You're in the business of keeping people safe and helping them avoid risk — but you also must protect yourself and your security company. Even if you boast a seasoned team capable of warding off any threat directed at a human or property asset, they'll be powerless in a courtroom where a judge rules against you.
A contract is at the heart of every business relationship, establishing expectations all parties agree to. Some contracts can be simply transactional — such as a buyer agreeing to pay X for a specific good or service. However, there are additional (and often complicated) considerations in the security industry, from the specifics of the security service to be provided, to liability insurance waivers, to whether technology and equipment will be included as part of that service.
With that in mind, we offer these ten tips to help you develop well-defined contracts that will protect your own business, as well as keep your customers safe.
- Create a good contract template for your business. This means using your contact whenever possible. Customer contracts are notoriously bad for the security industry. Having a solid template works as a baseline, so you don't have to start from the beginning with each customer. Understand, however, that you'll have to tweak it to conform to specific variables of each job. The contract should be written in simple language, yet contain all the details (including the rights and obligations of each party) you deem necessary. You don't want to have to haggle over something not clearly spelled out or, worse, have the dispute hashed out in court.
- Hire a lawyer that knows the industry. Having a lawyer review the contract is a must. Your attorney who helped you close the deal on your office space may not understand the risks or the challenges faced by guarding companies, which are particularly vulnerable to civil (and potentially criminal) litigation due to the nature of their work.
- Consider your exit strategy. If you're thinking of selling your business, you don't want the sale to be hung up because you're obligated to provide services scheduled after you plan to sell. In contracts, an assignment clause (sometimes accurately described as a "no assignment clause") means neither party can transfer the obligations to a new party. Avoiding the assignment clause will prevent unwanted delays when it's time to sell.
- Limit your liability. This is one of the essential parts of a contract, especially with a rise in lawsuits against private security companies. The industry standard is $1 million, or twice the annual revenue for the customer account. It's important to note that an insurance clause is separate from liability and indemnification. A loss over that amount could bankrupt your company.
- Exclude third parties from the contract. This will give you more protection if a third party is involved in an incident on your client's property. In one case, an intoxicated spectator assaulted another spectator at Yankee Stadium. The security guards at the stadium were not liable because they were hired only to protect the contracting party — the Yankees. Ensure your business is contracted to cover only your customer and avoid additional risk.
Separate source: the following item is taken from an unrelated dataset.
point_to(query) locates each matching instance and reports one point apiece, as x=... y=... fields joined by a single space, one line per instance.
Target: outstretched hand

- Pay attention to the payment clause. You want to spend your time protecting your customers, not badgering them for payment. Ensure your payment terms are clearly defined. The industry standard is "net 30," a credit term requesting that customers make payment in full within 30 days of the invoice date. Some customers — larger accounts in particular — might have trouble paying you within the 30 days stated, so you can consider offering a small discount for timely payment. Some benefits of net 30 include more significant customer satisfaction and the ability to attract customers who would be unable to pay you at the time of service.
- Build in automatic annual price escalations. One of the more uncomfortable conversations to have with a customer is announcing a price increase for the same services. Rather than surprise your customer when it's time to renew, include the escalation in the contact. Being upfront about annual price increases helps both you and your customer plan — and makes for an easier conversation when renewal is being considered. Many industries base the increases on the Consumer Price Index (CPI). Take advantage of compounding: a slight increase each year will work more in your favor — in terms of your profit and customer expectations — than following a few years of frozen prices with a significant increase.
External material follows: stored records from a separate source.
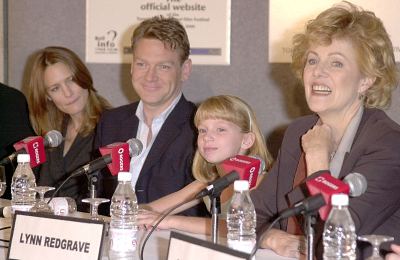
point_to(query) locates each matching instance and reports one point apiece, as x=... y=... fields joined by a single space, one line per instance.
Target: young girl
x=226 y=127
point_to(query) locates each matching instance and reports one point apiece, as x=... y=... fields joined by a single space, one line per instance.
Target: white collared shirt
x=137 y=162
x=345 y=144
- Always have a 30-day cancellation clause. Your customer will more than likely want the right to cancel their contract, and you should, too. For example, if your labor costs go up tremendously and you can't get out of a contract, you could be losing a significant amount of money.
- Include collection language. Unfortunately, there is no guarantee that every customer will pay you on time. That's why you need your contracts to spell out — and have your customer agree to — what will happen if you must collect a debt, such as charging interest or transferring to the customer any costs related to collecting the debt.
- Remember that your customers are not lawyers. And neither are you. You want to maintain a good relationship with your customers, not squabble over legal details. Let your attorney and your customer's attorney — who are used to the rough-and-tumble world of negotiations — handle things.
You spend countless hours protecting your clients' businesses, but well-defined contracts — which you can achieve by following these tips — will protect your business.